Methods and Materials
Study design and data sources
This retrospective, population-based cohort study included women who underwent a mastectomy and same day breast reconstruction, for any indication, in the province of Ontario, Canada (population approximately 13 million),15 from January 1, 2007, to December 31, 2014. We began with a cohort designed for a previous study8 that included women with mastectomy. This cohort excluded non-Ontario residents, pediatric patients, and those with missing or invalid age, sex, or mastectomy laterality. Patients who had undergone a prior mastectomy, did not have an associated physician billing record, or had an uncertain reconstruction status or approach were also excluded. For the current study, we additionally excluded patients without immediate breast reconstruction as well as those who died or experienced flap loss or explantation before the start of follow-up period (see exposure definition in the Variable Definitions section). The number of patients excluded at each step of the cohort build is presented in Fig. 1.
Figure 1.
Cohort build flow diagram.
All residents in Ontario have access to universal health care, and all hospital and physician-based health care encounters are captured in administrative databases. Data sets used in the current study (see Table E1) were linked using unique encoded identifiers and analyzed at the Institute for Clinical Evaluative Sciences, Western University. The Institute for Clinical Evaluative Sciences is a prescribed entity under section 45 of Ontario's Personal Health Information Protection Act, and, as a result, approval for this study from a research ethics board was not required. Reporting of this study follows the RECORD statement.16
Variable definitions
Breast reconstruction approach was defined as implant-based, flap-based, or a combination of the 2 using Canadian Classification of Health Intervention codes (see Table E2 for a complete list of all study codes).
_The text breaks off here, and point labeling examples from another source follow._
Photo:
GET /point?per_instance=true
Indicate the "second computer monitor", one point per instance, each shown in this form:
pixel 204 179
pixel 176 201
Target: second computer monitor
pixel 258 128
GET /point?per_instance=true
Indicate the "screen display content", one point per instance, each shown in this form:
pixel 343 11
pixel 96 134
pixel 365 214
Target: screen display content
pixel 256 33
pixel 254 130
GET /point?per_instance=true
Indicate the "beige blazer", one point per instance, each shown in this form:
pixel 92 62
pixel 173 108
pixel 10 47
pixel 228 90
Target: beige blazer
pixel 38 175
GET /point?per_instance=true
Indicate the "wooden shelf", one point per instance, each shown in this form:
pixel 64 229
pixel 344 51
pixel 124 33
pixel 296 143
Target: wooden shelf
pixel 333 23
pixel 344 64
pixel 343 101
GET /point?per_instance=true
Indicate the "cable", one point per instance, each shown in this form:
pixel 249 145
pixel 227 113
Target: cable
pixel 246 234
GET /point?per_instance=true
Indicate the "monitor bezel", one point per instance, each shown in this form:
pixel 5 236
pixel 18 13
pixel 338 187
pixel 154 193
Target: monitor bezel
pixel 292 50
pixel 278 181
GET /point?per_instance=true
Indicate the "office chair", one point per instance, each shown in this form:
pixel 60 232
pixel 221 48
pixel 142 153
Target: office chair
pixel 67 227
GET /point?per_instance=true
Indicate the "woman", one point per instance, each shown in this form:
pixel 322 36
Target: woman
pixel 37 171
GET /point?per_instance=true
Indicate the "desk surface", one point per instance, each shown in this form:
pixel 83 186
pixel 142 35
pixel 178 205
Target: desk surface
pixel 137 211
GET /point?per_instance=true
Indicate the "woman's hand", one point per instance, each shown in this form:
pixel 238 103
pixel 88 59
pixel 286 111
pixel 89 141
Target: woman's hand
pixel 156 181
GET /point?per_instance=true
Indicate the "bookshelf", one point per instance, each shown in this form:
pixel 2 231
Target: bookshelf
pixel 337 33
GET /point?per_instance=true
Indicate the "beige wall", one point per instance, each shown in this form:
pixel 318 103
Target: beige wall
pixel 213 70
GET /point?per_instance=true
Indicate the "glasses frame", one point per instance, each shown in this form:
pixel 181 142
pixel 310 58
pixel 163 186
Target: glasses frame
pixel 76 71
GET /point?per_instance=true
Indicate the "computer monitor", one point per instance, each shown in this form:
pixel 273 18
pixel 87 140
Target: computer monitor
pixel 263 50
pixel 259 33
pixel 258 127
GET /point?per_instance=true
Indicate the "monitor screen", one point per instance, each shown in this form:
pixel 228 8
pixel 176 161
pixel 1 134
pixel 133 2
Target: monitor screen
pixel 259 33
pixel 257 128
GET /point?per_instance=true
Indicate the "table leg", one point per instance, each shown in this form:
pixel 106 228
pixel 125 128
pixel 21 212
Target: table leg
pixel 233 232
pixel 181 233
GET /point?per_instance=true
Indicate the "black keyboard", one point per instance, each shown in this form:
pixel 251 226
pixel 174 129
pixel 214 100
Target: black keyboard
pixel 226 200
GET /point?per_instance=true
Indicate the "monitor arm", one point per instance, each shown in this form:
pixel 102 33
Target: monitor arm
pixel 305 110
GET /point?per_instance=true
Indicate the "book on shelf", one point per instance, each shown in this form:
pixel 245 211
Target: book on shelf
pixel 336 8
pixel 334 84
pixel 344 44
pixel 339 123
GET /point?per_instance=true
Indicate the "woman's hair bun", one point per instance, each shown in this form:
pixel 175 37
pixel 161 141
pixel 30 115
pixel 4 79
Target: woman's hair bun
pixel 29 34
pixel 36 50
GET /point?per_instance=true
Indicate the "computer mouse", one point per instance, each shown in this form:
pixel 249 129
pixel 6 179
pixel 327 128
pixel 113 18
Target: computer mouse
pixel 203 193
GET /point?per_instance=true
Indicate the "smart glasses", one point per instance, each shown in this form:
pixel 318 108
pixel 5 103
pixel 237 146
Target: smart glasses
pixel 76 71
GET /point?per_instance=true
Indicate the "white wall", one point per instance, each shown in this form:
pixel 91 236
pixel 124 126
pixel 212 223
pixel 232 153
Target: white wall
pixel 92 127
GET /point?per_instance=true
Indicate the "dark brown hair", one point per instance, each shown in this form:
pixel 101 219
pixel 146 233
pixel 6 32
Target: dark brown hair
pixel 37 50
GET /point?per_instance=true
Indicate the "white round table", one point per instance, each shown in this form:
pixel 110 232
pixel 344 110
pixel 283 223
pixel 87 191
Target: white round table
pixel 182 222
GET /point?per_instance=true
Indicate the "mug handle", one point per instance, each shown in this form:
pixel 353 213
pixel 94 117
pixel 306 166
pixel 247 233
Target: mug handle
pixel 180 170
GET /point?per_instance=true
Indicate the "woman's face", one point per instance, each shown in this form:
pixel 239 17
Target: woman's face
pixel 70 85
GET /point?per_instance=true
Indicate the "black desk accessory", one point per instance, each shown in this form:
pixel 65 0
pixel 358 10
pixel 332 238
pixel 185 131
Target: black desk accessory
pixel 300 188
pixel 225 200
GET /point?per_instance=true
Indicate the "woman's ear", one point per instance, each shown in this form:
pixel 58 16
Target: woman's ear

Additional baseline variables include patient age, rural residence, neighborhood income quintile (adjusted for household size and housing costs), expected resource utilization, history of lupus, prior lumpectomy, history of breast-conserving therapy (lumpectomy with evidence of radiation therapy within 1 year), and breast cancer diagnosis (as well as stage and time from diagnosis to mastectomy). Expected resource utilization was derived from the Johns Hopkins University Adjusted Clinical Group case-mix system's Resource Utilization Bands (RUB)17 and summarized as low (RUB = 0-3), moderate (RUB = 4), and high (RUB = 5). We also captured institution teaching status (academic vs community), surgeon experience (years since medical school graduation), and surgeon annual breast surgery volume (based on all breast-related procedures billed during the same year).
Exposure to adjuvant radiation therapy was defined as the date of the third visit for radiation therapy recorded in the Cancer Activity Level Reporting database. The third visit was selected because the first and possibly second visits likely represent consultation or planning visits rather than radiation delivery. As part of Cancer Care Ontario (Ontario Health), the Activity Level Reporting database captures radiation and systemic therapy services and outpatient oncology clinic visits for every patient diagnosed with a malignant neoplasm in Ontario.18 To be considered exposed, all 3 visits had to occur within 10 months of mastectomy. The 10-month threshold was chosen after reviewing the data, which showed that a large number of patients underwent revision surgery within the first few months after the initial reconstruction; based on clinical experience, the majority of these procedures were likely related to 2-stage reconstructions or surgical complication.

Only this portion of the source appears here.